How malloc() and sbrk() works in unix?

Question

I am new to UNIX, and I am studying some of UNIX system calls such as brk(), sbrk(), and so on....

Last day I have read about malloc() function, and I was confused a little bit! Can anybody tell me why malloc reduces the number of sbrk() system calls that the program must perform?

And another question, do brk(0), sbrk(0) and malloc(0) return the same value?

Answer 1

Syscalls are expensive to process because of the additional overhead that a syscall places: you have to switch to kernel mode. A system call gets into the kernel by issuing a "trap" or interrupt. It's a call to the kernel for a service, and because it executes in the kernel address space, it has a high overhead switch to kernel (and then switching back).

This is why malloc reduces the number of calls to sbrk() and brk(). It does so by requesting more memory than you asked it to, so that it doesn't have to issue a syscall everytime you need more memory.

brk() and sbrk() are different.

brk is used to set the end of the data segment to the value you specify. It says "set the end of my data segment to this address". Of course, the address you specify must be reasonable, the operating system must have enough memory, and you can't make it point to somewhere that would otherwise exceed the process maximum data size. Thus, brk(0) is invalid, since you'd be trying to set the end of the data segment to address 0, which is nonsense.

On the other hand, sbrk increments the data segment size by the amount you specify, and returns a pointer to the previous break value. Calling sbrk with 0 is valid; it is a way to get a pointer to the current data segment break address.

malloc is not a system call, it's a C library function that manages memory using sbrk.

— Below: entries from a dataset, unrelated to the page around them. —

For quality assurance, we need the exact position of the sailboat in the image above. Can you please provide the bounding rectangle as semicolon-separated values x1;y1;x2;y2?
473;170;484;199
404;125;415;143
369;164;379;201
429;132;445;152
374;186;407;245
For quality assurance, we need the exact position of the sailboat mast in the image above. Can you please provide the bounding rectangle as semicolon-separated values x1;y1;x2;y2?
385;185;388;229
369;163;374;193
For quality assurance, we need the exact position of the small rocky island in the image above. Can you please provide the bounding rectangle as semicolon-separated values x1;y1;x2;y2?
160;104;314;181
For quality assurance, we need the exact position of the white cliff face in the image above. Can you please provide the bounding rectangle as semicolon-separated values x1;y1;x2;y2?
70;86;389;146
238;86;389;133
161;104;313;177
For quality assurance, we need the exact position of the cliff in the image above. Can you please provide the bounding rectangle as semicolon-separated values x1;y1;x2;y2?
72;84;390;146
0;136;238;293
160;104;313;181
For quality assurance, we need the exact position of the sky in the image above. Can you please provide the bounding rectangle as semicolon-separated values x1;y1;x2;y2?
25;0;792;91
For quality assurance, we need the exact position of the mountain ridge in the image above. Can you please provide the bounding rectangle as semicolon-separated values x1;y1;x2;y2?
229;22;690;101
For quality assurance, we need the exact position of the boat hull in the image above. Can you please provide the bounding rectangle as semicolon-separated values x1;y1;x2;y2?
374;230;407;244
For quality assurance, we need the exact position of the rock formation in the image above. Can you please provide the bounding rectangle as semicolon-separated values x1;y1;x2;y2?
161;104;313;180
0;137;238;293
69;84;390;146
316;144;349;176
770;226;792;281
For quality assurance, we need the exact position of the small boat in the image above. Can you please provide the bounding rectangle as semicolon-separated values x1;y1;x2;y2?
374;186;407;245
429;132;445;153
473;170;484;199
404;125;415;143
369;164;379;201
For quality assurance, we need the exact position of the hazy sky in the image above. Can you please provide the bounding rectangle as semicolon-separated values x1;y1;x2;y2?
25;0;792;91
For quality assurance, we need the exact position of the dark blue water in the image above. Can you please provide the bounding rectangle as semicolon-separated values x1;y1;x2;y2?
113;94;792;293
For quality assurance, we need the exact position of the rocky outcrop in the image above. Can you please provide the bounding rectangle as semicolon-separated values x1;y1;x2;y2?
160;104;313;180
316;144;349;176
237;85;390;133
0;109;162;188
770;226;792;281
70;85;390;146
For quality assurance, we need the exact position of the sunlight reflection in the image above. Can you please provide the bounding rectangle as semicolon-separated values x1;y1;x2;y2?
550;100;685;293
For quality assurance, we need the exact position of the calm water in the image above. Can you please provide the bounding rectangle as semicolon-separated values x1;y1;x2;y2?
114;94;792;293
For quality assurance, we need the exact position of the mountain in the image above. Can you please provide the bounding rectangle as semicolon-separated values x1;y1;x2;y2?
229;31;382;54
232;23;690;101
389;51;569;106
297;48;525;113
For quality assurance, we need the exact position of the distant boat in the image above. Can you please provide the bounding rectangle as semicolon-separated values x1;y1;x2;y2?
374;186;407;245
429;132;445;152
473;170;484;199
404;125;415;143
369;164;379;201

According to the manpage, malloc(0) is valid, but not of much use:

If size is 0, then malloc() returns either NULL, or a unique pointer value that can later be successfully passed to free().

So, no, brk(0), sbrk(0) and malloc(0) are not equivalent: the first of them is invalid, the second is used to obtain the address of the program's break, and the latter is useless.

Keep in mind that you should never use both malloc and brk or sbrk throughout your program. malloc assumes it's got full control of brk and sbrk, if you interchange calls to malloc and brk, very weird things can happen.

Answer 2

why malloc reduces the number of sbrk() system calls that the program must perform?

say, if you call malloc() to request 10 bytes memory, the implementation may use sbrk (or other system call like mmap) to request 4K bytes from OS. Then when you call malloc() next time to request another 10 bytes, it doesn't have to issue system call; it may just return some memory allocated by system call of the last time 4K.

Answer 3

malloc() function is used to call the sbrk system call to create a memory dynamically during the process.

malloc() function is already assigned in stdlib.h header file so the as per the required function is recursively call by the malloc function using the library function.

with the help of sbrk we need to explicitly declare some thing to call the system call.

According to the size given in function or through system call it return to the variable and store.

Answer 4

sbrk() function increases the programs data segment allocation by specified bytes.

malloc(4096); // sbrk += 4096 Bytes
free();       // freeing memory will not bring down the sbrk by 4096 Bytes  
malloc(4096); // malloc'ing again will not increase the sbrk and it will use 
                 the existing space which not result in sbrk() call.